Bunu tartışabilir miyiz? Kurtarmaya çalışmak yorucu bir iş olacaktır. Cesaret vermek yeterli. Değer verdiğinizi kabul ettirin ve küçücük bir başarıya bile sahip olsa kutlayın. Küçük işler olsa dahi yönetebileceğini, başarabileceğini gösterin. Başarıları için minnettar olun.
Mağdur hisseder, gücünden vazgeçer ve pes edebilirler. İnatçı oldukları kadar bazen meydan okuyan ve karşı çıkan yapıları olabilir. Kazanmak için tartışabilir, yalan söyleyebilir, hile yapabilirler.

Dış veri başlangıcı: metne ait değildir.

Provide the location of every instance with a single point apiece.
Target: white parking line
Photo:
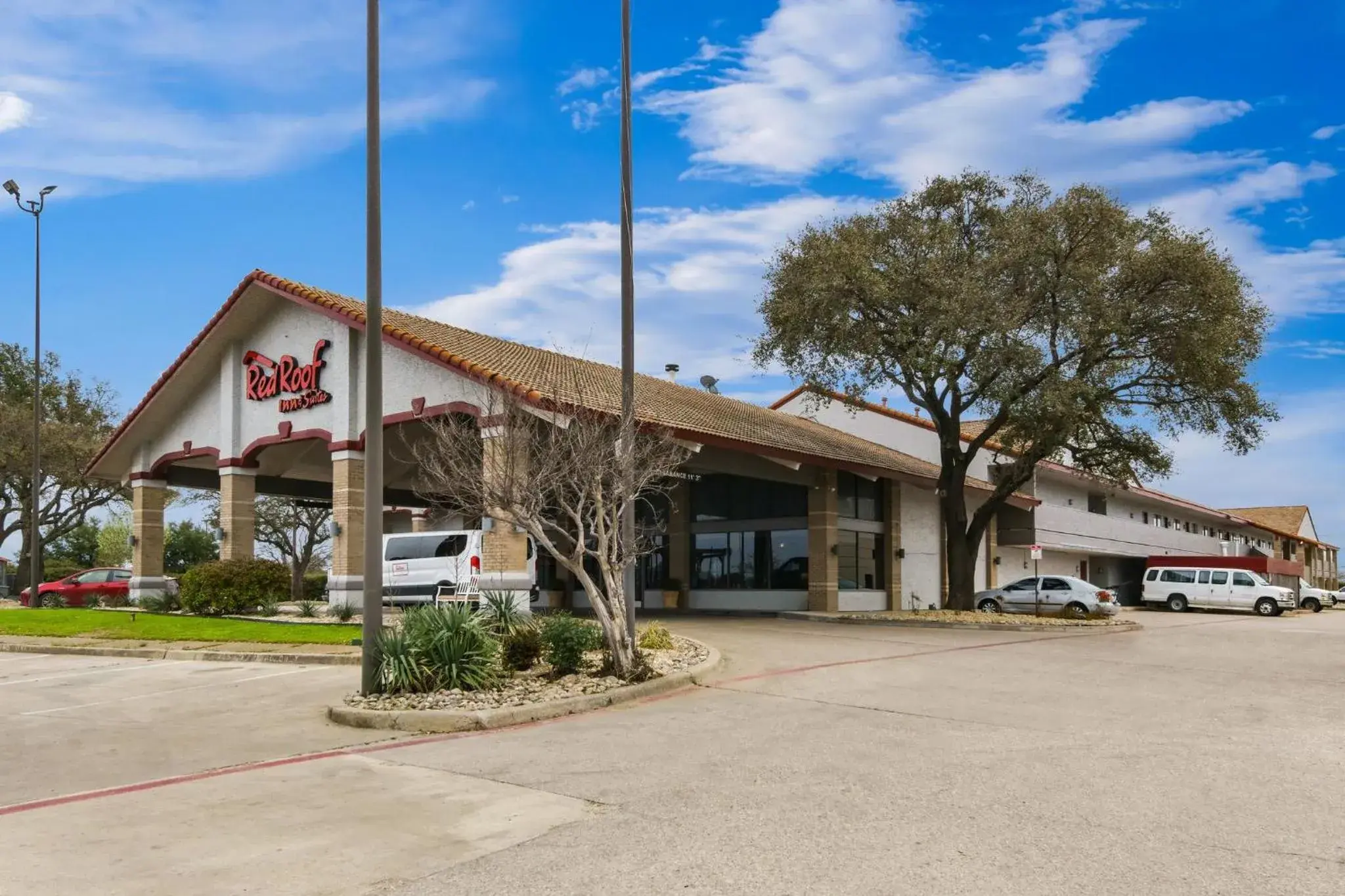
(158, 694)
(100, 671)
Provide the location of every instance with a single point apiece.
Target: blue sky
(194, 141)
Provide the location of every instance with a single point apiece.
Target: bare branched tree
(563, 476)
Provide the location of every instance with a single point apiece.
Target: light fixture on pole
(34, 207)
(627, 316)
(373, 571)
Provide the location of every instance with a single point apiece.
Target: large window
(758, 561)
(857, 498)
(736, 498)
(860, 561)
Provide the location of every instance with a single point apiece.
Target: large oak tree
(1076, 330)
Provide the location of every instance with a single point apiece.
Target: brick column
(824, 563)
(147, 528)
(992, 550)
(680, 540)
(346, 582)
(503, 550)
(892, 540)
(237, 511)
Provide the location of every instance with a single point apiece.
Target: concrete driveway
(1201, 756)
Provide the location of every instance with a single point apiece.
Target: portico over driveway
(775, 512)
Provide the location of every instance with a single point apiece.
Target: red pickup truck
(74, 589)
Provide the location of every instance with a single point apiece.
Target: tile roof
(1286, 519)
(545, 377)
(970, 429)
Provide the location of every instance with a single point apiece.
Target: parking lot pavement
(1200, 756)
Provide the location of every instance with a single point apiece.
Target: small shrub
(502, 617)
(233, 586)
(655, 637)
(315, 586)
(522, 649)
(565, 640)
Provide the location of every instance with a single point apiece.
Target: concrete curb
(1125, 625)
(451, 720)
(162, 653)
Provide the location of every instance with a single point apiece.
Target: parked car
(1181, 589)
(1055, 594)
(418, 566)
(104, 582)
(1314, 599)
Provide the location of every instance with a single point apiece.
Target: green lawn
(150, 626)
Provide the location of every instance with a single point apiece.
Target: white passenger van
(1183, 587)
(418, 566)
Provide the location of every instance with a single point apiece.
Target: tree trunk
(961, 551)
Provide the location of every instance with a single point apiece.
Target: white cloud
(584, 79)
(1300, 463)
(698, 277)
(844, 85)
(150, 91)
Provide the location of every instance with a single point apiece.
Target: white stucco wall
(218, 414)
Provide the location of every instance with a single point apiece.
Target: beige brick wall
(824, 563)
(349, 513)
(680, 539)
(237, 513)
(892, 540)
(992, 550)
(502, 548)
(147, 524)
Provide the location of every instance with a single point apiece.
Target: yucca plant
(502, 616)
(400, 670)
(451, 648)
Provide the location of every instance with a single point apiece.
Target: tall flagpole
(373, 574)
(627, 310)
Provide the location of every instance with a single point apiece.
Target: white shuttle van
(418, 566)
(1183, 587)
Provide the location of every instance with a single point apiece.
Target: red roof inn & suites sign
(287, 378)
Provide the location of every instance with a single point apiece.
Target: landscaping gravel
(537, 685)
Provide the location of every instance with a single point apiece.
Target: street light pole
(373, 574)
(627, 316)
(34, 207)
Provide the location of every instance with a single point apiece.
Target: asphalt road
(1200, 756)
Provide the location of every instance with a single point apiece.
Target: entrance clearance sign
(269, 379)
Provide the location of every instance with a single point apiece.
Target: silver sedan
(1052, 594)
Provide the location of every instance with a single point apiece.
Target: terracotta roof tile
(535, 373)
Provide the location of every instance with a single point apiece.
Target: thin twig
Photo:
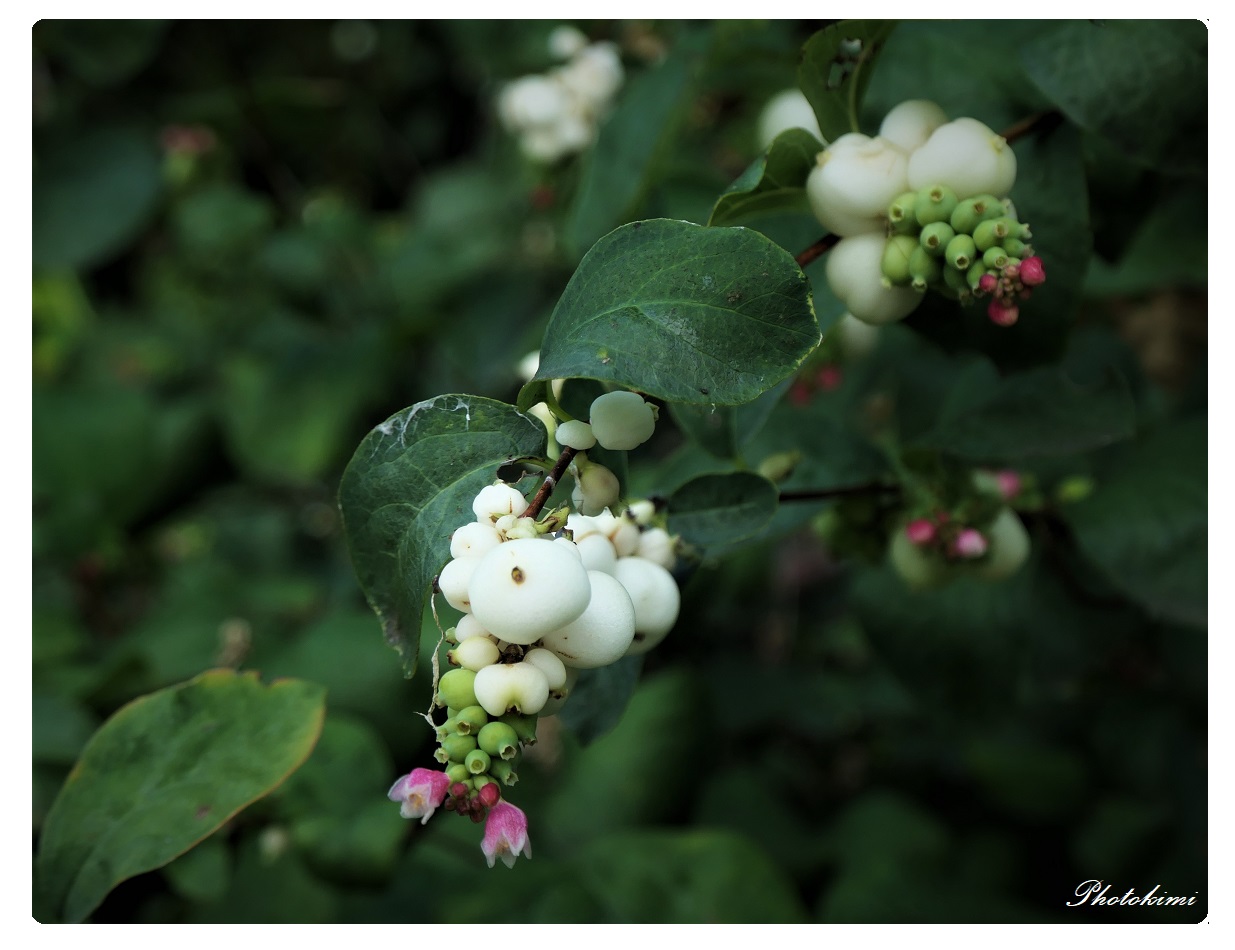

Nasıl tepki veririz? Zorlanmış, tehdit edilmiş, umutsuz, kızgın mısınız? Bir güç mücadelesi içerisinde ona kimin lider olduğunu göstermeniz mi gerekiyor? Kazanmasına izin vermek istemiyor musunuz?
Yardım nasıl ederiz? Herhangi bir durumda ona misilleme yapmayı bırakın. Derin nefes alın, kendinize zaman tanıyın. Sonra incindiğini ya da güçlenmiş hissedip hissetmediğini sorun. Neler hissettiğini öğrenin. Empati bu durumda çok doğru bir yol. Onunla empati kurun.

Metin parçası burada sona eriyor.